Fixing stability issues with 1st generation Ryzen chips on Debian

2019-01-03 - Louis-Philippe Véronneau

I was an early adopter when Ryzen - AMD's latest CPU line - came out. The prices were very good, the chips had a lot of cores and they ran pretty fast. At the time I thought the Ryzen 1600 CPU with its 6 core and 12 threads all running at 3.4 GHz with a TDP of 65W (with support for ECC RAM) made the perfect homeserver chip.

Fast forward two years: I've finally got around the stability issues I was having that hung my server at random intervals. Sometimes, everything was fine for months, but I also experienced random system freezes twice in a week. Since I'm using full disk encryption on all the drives in my server, a whole system freeze meant I had to go back home and reboot the server manually.

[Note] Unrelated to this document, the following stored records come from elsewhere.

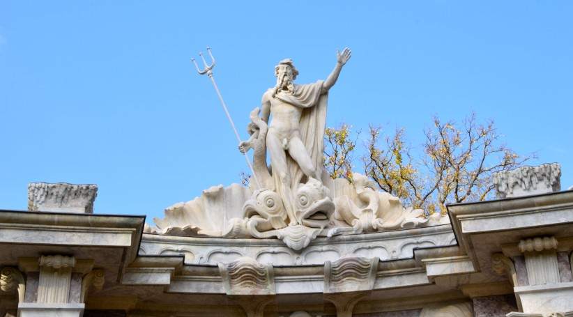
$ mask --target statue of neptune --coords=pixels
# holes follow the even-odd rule
[[[350,57],[348,48],[337,52],[336,66],[326,80],[303,85],[293,83],[298,71],[292,60],[284,59],[275,67],[276,86],[263,95],[261,118],[268,123],[272,117],[266,145],[270,155],[274,190],[282,199],[289,225],[300,223],[293,206],[293,191],[303,183],[322,184],[328,92]],[[252,139],[239,144],[242,153],[252,147]]]

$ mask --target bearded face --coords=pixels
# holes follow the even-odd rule
[[[276,71],[277,88],[284,91],[291,91],[293,86],[293,69],[289,65],[279,65]]]

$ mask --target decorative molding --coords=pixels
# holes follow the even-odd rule
[[[28,210],[91,214],[96,196],[96,185],[31,183],[28,184]]]
[[[40,279],[37,302],[68,302],[72,269],[75,265],[75,258],[61,255],[42,256],[38,264]]]
[[[15,268],[6,267],[0,271],[0,291],[17,292],[18,302],[24,302],[26,283],[22,272]]]
[[[499,275],[507,273],[512,285],[513,286],[519,286],[515,264],[512,259],[504,256],[503,254],[496,253],[491,256],[491,270]]]
[[[561,167],[557,163],[522,167],[494,174],[499,198],[533,195],[561,190]]]
[[[105,283],[105,271],[103,269],[95,269],[84,276],[82,280],[82,293],[79,295],[79,302],[86,302],[90,286],[93,286],[96,290],[101,291]]]
[[[465,302],[458,304],[438,307],[424,307],[420,313],[420,317],[473,317],[473,309],[471,302]]]
[[[324,300],[334,304],[337,317],[352,317],[354,307],[370,291],[353,292],[351,293],[326,293]]]
[[[519,251],[525,254],[526,268],[529,285],[559,283],[559,263],[557,261],[557,239],[537,237],[519,242]]]
[[[519,241],[519,251],[525,252],[540,252],[557,249],[557,239],[555,237],[537,237]]]
[[[229,264],[219,263],[219,272],[227,295],[274,295],[272,264],[261,264],[241,257]]]
[[[565,313],[551,313],[547,314],[512,311],[505,316],[507,317],[573,317],[573,311],[567,311]]]
[[[324,263],[324,293],[369,291],[376,281],[379,258],[349,254]]]

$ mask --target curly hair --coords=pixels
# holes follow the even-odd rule
[[[280,61],[276,66],[275,66],[275,77],[278,76],[279,75],[279,65],[288,65],[291,67],[291,69],[293,70],[293,80],[296,79],[296,76],[298,75],[298,70],[294,67],[294,64],[293,63],[293,60],[291,59],[284,59],[282,61]]]

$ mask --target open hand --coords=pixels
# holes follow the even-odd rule
[[[245,154],[247,150],[249,150],[250,148],[251,148],[251,143],[248,141],[243,141],[239,144],[238,148],[239,152]]]
[[[336,51],[336,61],[340,65],[344,65],[346,63],[349,59],[350,59],[350,56],[352,55],[352,52],[350,51],[350,49],[348,47],[344,47],[344,49],[342,50],[341,53],[339,51]]]

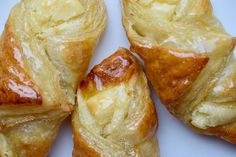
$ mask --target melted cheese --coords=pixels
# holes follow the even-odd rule
[[[234,104],[203,102],[192,113],[192,124],[201,129],[228,124],[236,120]]]

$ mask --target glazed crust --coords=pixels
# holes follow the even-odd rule
[[[74,157],[159,156],[155,106],[141,65],[128,50],[96,65],[77,99]]]
[[[14,6],[0,39],[0,157],[48,155],[106,19],[102,0]]]
[[[210,0],[122,6],[131,50],[144,60],[161,102],[195,131],[236,143],[235,38],[214,17]]]

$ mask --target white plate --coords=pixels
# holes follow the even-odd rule
[[[12,6],[18,0],[0,0],[0,31]],[[98,45],[90,68],[112,54],[118,47],[129,48],[122,24],[119,0],[105,0],[108,26]],[[215,14],[230,34],[236,36],[236,0],[212,0]],[[158,139],[161,157],[236,157],[236,147],[222,140],[198,135],[171,116],[153,94],[158,108]],[[70,121],[61,127],[49,157],[71,157],[73,141]]]

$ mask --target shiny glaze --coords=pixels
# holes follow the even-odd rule
[[[23,69],[21,50],[9,27],[0,43],[0,105],[40,105],[41,96]]]
[[[74,156],[158,156],[155,105],[141,64],[127,49],[91,70],[77,101]]]
[[[115,85],[128,80],[133,73],[133,61],[120,49],[99,65],[96,65],[84,79],[80,87],[87,89],[88,83],[92,83],[97,89],[102,90],[103,86]]]
[[[148,49],[133,46],[132,50],[142,52],[140,56],[144,61],[147,57],[145,54],[153,55],[152,60],[146,61],[147,75],[155,81],[154,88],[161,101],[167,106],[171,105],[192,85],[209,60],[207,56],[194,52],[165,48]],[[153,68],[150,68],[152,66]]]

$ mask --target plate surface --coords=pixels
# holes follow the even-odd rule
[[[0,32],[12,6],[18,0],[0,0]],[[105,0],[109,14],[107,29],[96,49],[90,68],[111,55],[118,47],[129,48],[122,24],[119,0]],[[215,15],[228,33],[236,36],[236,0],[212,0]],[[153,92],[152,92],[153,93]],[[159,114],[158,139],[161,157],[236,157],[236,147],[222,140],[198,135],[171,116],[152,94]],[[70,120],[61,126],[58,138],[49,157],[72,156]]]

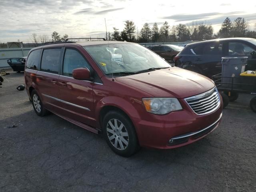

I first thought I was affected by a "rare" bug that touched the first batch of Ryzen CPUs so I RMAed mine and had to handle nearly a month of downtime. Sadly, it didn't solve my problem. Two weeks ago I decided I was tired of this whole reboot cycle and tried to see if upgrading to a more recent kernel (4.9 -> 4.18) did the trick. The problem only got worse and my server ended up freezing each and every night. As always, no errors showed up anywhere in the logs.

With the 4.18 kernel, the timing of the system freezes got me thinking and I found this bug report in Launchpad. Turns out the problem is caused by bad low-power handling. When the CPU idles for a long time, it enventually freezes and hangs the whole system. This is corroborated by this AMD report that states:

      1109 MWAIT Instruction May Hang a Thread

      Description: Under a highly specific and detailed set of internal timing
                   conditions, the MWAIT instruction may cause a thread to
                   hang in SMT (Simultaneous Multithreading) Mode.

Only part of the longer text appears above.